Compared to the single-chambered Alpacka, blowing it up takes a while. The floor is made of two interlinked ribbed chambers which require a ‘spike’ beach ball inflation adapter that fits on the end of the K-Pump (right). The main chamber fills quickly enough with the K-Pump – a one-way valve ensures you get a good fill of the elastic material and it’s always a surprise to see it stay that way according to the SevyGauge™.
Even then, on the riverbank alongside the Yak it did look very small and rather low in draught so that even with a dry suit, I wasn’t convinced I wanted to get in off a steep, muddy bank. So I set off upriver to Sluice Weir in the Yak, towing the Sevy and intending to shoot the chute for a bit of fun. On the way I spotted a striking blue bird – never seen one of those before. Do you get bluebirds in Kent in mid-winter?

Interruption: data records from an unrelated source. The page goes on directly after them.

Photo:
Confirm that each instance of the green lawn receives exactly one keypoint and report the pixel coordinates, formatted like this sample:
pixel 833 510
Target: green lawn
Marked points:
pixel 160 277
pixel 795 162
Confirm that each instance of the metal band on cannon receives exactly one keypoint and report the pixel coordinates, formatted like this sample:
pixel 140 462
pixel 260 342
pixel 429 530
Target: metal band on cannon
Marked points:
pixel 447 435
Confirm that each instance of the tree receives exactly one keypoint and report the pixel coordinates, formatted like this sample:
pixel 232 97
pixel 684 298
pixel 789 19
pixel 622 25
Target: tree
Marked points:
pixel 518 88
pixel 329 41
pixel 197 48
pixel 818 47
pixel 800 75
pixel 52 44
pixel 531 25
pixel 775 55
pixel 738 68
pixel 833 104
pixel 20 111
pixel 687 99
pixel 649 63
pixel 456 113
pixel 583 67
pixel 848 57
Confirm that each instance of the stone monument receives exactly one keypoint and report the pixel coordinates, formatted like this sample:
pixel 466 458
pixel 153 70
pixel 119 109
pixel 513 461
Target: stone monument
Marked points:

The Medway out of Beltring did seem a bit low compared to last summer, and as I passed under a footbridge by the weir, my heels struck a barely submerged flint-embedded concrete abutment. It was a sharp hit not the usual thud, and sure enough the Yak’s floor picked up a half inch cut. I’d been meaning to glue on some extra floor up front or better still, use a closed cell ‘heel-pad’ inside the boat. Now I’ll get round to this for sure. It’s another thing to carry/fit, but the foam will dampen the sharp hits of hard heels against a rock and spare the floor. It’s why Jeff diligently removed his shoes while paddling his slackboat on the Fitzroy last September. And it was a heel strike that led to the early demise of Steve’s soft-floored Intex on the Chassezac a few weeks before that.
I wasn’t sure if the Yak was going to fill up (it didn’t much, the floor kept the slit shut), but anyway it was high time to scoot over to the bank and try the Sevy on for size. I got in as gently as I could but it didn’t take long to have an inverted Archimedean revelation: the mass of the paddler was nearly equal to the peak buoyancy at the rear of the craft. That’s partly why Alpacka came up with the fastback tail in 2011. Unlike Archimedes, I didn’t dare jump out, put on my slippers and dressing gown, do a quick mirror-check and run across the town square yelling ‘Eureka’. I just sat still thinking ‘is it spilling over behind me and if not, why does my back feel cold?’ I took a couple of pics behind my back to establish plimsoll levels (above left), then set off slowly across the pool, with the trusty Alpacka tender bobbing along behind in case the Sevy auto-scuttled.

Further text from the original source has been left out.